Les Chevaux de Dieu de Nabil Ayouch où comment cerner concrètement le basculement vers le terrorisme afin de devenir martyr et de gagner un paradis peuplé de vierges offertes. Tout ce que vous avez voulu savoir sur ces porteurs de ceintures explosives et que vous ne pouviez comprendre. Le rapport entre la misère sexuelle et la pauvreté menant vers le chaos intérieur. Un vrai film poignant, à la fois didactique et imagé sur le désespoir du monde et les grandes frustrations qui mènent vers le renoncement. C’est aussi un extraordinaire bréviaire sur les méthodes des fondamentalistes pour endoctriner les plus faibles et construire cette armée d’Allah qui doit nous indiquer les voies aux forceps de la rédemption.

 

Je n’étais pas fan du Mammouth de Délépine et Kerven. Aussi suis-je entré à reculons devant Le Grand soir pour rapidement laisser choir mes préventions. Il faut avouer que « Not », le plus vieux punk à chien d’Europe, interprété par Poelvoorde et Jean-Pierre (Albert Dupontel) son frère vendeur en literie licencié pour insuffisance de résultats, l’accompagnant sur les chemins de la dérive, en un duo de pieds cassés éperonnant le bon sens et le bon goût, ce n’est pas piqué des vers. Il y a du rythme, de la comédie, de l’émotion, énormément de dérision (Brigitte Fontaine en maman sculptant les frites !), un reflet cruel d’une société engoncée dans son conformisme et ses certitudes et bien sûr, de la tendresse pour ces pieds nickelés de toutes les frontières.

Deux films enfin pour cauchemarder. Aimer à perdre la raison de Joachim Lafosse ou Tahar Rahim fait des enfants à une Emilie Dequenne enfermée sous l’œil omniprésent du tuteur de son mari, (l’abominable Niels Arestrup !), jusqu’à perdre la notion du bien et du mal, entrer dans le cercle d’une dépression profonde et tuer ses enfants sans réussir à se suicider.
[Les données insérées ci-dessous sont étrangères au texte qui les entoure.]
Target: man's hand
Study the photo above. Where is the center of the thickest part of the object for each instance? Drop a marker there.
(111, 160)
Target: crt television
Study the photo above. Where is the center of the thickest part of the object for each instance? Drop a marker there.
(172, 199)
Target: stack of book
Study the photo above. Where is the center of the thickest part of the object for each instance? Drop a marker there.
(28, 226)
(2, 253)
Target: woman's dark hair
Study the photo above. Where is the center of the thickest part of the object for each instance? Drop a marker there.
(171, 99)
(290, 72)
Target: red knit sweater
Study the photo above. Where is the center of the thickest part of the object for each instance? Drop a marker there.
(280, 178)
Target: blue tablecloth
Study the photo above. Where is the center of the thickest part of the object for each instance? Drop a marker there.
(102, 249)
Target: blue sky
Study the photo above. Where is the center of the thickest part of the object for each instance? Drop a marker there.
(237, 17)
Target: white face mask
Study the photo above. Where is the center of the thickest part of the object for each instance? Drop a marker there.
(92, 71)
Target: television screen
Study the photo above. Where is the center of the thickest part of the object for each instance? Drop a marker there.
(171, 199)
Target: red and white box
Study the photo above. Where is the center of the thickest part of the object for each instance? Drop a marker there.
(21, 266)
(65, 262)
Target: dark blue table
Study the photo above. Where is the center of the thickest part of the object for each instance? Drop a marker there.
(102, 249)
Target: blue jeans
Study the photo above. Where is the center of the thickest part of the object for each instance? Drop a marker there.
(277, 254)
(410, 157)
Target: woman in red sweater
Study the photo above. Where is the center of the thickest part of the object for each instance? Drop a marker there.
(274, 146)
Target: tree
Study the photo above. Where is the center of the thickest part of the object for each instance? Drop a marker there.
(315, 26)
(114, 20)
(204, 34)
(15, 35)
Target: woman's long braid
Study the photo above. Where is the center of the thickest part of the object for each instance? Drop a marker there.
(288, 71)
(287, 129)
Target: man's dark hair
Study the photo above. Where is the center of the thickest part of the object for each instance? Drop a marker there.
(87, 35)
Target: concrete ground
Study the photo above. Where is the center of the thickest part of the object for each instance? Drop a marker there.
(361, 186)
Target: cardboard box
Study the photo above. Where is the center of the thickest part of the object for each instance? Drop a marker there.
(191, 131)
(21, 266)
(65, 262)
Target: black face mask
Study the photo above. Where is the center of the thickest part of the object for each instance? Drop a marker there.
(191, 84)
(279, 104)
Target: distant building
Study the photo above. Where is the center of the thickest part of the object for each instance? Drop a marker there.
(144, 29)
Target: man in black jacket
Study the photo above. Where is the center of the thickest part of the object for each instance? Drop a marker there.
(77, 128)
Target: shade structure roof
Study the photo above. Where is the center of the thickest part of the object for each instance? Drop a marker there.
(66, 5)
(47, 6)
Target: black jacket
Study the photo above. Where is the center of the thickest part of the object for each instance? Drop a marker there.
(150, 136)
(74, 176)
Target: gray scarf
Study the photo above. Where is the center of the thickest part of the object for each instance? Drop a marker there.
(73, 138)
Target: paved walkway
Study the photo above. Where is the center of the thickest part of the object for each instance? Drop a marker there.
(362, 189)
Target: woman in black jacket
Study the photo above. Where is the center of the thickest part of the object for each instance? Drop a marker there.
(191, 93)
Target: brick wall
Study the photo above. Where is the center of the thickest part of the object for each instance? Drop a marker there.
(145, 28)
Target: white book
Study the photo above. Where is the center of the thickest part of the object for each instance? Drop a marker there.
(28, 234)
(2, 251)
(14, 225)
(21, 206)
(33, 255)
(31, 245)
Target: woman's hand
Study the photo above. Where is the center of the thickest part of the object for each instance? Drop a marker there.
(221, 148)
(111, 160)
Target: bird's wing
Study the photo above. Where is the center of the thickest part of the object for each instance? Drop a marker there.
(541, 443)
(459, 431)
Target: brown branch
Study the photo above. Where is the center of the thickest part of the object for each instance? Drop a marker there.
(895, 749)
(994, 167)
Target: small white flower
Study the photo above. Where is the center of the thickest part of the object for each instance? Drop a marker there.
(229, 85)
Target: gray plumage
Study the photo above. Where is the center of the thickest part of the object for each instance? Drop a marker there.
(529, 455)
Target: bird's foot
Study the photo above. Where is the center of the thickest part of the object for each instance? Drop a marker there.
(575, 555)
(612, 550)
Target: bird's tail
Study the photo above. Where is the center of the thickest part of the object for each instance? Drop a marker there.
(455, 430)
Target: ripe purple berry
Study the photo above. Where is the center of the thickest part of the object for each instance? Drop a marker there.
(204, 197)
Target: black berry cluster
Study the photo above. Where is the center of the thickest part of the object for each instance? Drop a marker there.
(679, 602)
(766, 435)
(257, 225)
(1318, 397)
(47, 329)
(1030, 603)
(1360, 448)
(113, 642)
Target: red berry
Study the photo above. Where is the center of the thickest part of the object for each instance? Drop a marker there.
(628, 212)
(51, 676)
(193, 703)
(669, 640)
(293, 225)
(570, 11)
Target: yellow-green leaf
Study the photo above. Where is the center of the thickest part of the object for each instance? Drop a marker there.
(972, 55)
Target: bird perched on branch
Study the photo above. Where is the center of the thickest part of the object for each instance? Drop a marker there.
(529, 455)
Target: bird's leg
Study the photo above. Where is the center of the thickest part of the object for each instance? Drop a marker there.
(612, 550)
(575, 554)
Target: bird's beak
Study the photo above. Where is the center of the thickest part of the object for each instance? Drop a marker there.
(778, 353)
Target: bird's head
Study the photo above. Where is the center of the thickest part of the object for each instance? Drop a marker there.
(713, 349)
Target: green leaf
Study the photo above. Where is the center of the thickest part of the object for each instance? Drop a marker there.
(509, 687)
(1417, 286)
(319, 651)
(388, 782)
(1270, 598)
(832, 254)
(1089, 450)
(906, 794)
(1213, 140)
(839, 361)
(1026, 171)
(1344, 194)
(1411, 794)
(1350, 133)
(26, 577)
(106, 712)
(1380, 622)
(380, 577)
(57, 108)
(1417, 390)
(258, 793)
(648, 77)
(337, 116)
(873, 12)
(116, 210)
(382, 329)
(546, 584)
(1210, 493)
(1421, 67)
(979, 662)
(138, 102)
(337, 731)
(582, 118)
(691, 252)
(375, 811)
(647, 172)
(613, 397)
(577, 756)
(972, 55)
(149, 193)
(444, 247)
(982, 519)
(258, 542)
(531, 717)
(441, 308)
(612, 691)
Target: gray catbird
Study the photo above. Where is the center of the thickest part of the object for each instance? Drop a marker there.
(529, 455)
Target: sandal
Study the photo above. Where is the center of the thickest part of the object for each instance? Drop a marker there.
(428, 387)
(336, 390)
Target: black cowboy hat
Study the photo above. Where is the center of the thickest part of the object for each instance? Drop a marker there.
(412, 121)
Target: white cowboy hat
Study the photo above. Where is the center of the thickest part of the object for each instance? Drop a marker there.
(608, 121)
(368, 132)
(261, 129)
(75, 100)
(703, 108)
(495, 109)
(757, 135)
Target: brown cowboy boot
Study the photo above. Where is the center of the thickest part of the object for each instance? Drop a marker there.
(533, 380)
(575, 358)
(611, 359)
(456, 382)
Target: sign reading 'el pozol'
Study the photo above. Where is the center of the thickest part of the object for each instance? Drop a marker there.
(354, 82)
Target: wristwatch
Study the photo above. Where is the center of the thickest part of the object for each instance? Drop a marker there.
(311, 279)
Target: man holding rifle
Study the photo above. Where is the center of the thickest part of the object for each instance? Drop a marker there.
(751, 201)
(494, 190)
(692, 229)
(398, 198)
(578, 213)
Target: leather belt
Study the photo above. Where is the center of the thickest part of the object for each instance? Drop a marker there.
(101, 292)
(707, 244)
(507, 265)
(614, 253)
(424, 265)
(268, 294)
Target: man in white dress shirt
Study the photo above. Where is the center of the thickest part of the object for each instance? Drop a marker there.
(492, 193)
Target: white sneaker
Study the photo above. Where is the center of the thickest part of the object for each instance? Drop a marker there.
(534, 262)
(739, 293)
Glaçant, déprimant, horrible et mystérieusement fascinant…

Quant à Después de Lucia, film mexicain de Michel Franco qui obtint le Prix « Un Certain regard », c’est tout simplement un chef-d’œuvre macabre, une plongée en apnée dans un monde de violence délétère et de soumission bestiale. La belle et jolie Alejandra vient de perdre sa mère Lucia et porte sa mort accidentelle comme un fardeau. Avec son père, elle déménage pour vivre à Mexico et intègre un lycée de la haute bourgeoisie. Elle va devenir, par un enchaînement de circonstances, un enfant martyr, le bouc émissaire, celle qui concentre toute la haine et les frustrations d’une bande d’adolescents où les valeurs de la vie sont relatives, les frontières de la permissivité rendues floues par les pulsions du sexe et de la drogue. Ridiculisée, avilie, violée sans qu’elle réagisse jusqu’à sa fuite mimant un suicide, déclenchant un horrible final, une vengeance ignoble de son père contre son tortionnaire en chef, en une séquence qui est un vrai viol de la morale !

Film nauséeux, par-delà le bien et le mal, film d’interrogations sur une société malade des valeurs d’humanité, filmé comme si c’était un dernier cri devant l’empire d’un mal qui ronge l’être humain !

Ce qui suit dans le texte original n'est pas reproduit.